WASHINGTON -- The elite Russian state hackers behind last year's SolarWinds cyberespionage campaign hardly eased up this year, managing plenty of infiltrations of U.S. and allied government agencies and foreign policy think tanks with consummate craft and stealth, a leading cybersecurity firm reported Monday.
On the anniversary of the disclosure of the SolarWinds intrusions, Mandiant said the hackers associated with Russia's foreign intelligence agency continued stealing data "relevant to Russian interests" to great effect using novel, stealthy techniques that it detailed in a mostly technical report aimed at helping security professionals stay alert.
It was Mandiant, not the U.S. government, that disclosed SolarWinds.
While the number of government agencies and companies hacked was smaller this year than last, when some 100 organizations were breached, assessing the damage is difficult, said Charles Carmakal, Mandiant's chief technical officer. Overall, the impact is quite serious, he said. "The companies that are getting hacked, they are also losing information."
"Not everybody is disclosing the incident(s) because they don't always have to disclose it legally," he said, complicating damage assessment.
The Russian cyber spying unfolded mostly in the shadows as the U.S. was consumed in 2021 by a separate, eminently "noisy" and headline-grabbing cyber threat -- ransomware attacks launched not by nation-state hackers but by criminal gangs. Those gangs are largely protected by the Kremlin.
The Mandiant findings follow an October report from Microsoft that the hackers, whose umbrella group it calls Nobelium, continue to infiltrate the government agencies, foreign policy think tanks and other organizations focused on Russian affairs through the cloud service companies and so-called managed services providers on which they increasingly rely. Mandiant tips its hat to Microsoft's threat researchers in the report.

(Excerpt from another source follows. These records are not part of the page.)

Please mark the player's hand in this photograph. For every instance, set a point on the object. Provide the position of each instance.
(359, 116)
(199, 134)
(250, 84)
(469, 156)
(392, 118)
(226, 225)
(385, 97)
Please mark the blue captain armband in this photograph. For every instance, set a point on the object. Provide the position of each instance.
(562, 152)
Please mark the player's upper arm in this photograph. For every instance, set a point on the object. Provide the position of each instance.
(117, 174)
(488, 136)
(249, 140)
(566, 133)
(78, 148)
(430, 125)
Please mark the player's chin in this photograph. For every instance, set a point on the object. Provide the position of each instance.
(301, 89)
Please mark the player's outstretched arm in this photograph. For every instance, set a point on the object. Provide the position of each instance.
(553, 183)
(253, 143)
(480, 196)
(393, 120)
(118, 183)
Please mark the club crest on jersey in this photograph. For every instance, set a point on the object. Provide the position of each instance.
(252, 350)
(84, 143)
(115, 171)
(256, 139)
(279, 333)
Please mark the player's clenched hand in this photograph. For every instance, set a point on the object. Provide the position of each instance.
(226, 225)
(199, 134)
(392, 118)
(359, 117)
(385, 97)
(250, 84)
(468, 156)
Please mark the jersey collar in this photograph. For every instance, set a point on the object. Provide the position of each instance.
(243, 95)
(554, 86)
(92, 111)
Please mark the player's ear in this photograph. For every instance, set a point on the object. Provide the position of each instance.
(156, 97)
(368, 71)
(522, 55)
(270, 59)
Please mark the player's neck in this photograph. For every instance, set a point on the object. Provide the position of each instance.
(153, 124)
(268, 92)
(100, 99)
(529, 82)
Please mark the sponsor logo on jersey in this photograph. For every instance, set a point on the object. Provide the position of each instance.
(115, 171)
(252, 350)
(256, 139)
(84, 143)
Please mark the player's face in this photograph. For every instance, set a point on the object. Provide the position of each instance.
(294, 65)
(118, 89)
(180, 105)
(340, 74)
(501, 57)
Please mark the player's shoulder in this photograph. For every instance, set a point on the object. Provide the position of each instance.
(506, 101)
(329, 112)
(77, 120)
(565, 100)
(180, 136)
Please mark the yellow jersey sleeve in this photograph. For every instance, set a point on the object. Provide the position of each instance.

Mandiant researchers said the Russian hackers "continue to innovate and identify new techniques and tradecraft" that lets them linger in victim networks, hinder detection and confuse attempts to attribute hacks to them. In short, they said, Russia's most elite state-backed hackers are as crafty and adaptable as ever.
Mandiant did not identify individual victims or describe what specific information may have been stolen, but did say unspecified "diplomatic entities" that received malicious phishing emails were among the targets.
Often, the researchers say, the hackers' paths of least resistance to their targets were cloud-computing services. From there, they used stolen credentials to infiltrate networks. The report describes how in one case they gained access to a victim's Microsoft 365 system through a stolen session. And the report says the hackers routinely relied on advanced tradecraft to cover their tracks.
One technique discussed in the report illustrates the cat-and-mouse game. Hackers set up intrusion beachheads using IP addresses, the numeric designations that identify location on the internet, that are physically near an account they are trying to breach -- in the same address block, say, as the person's local internet provider. That makes it highly difficult for security software to detect a hacker using stolen credentials posing as someone trying to access their work account remotely.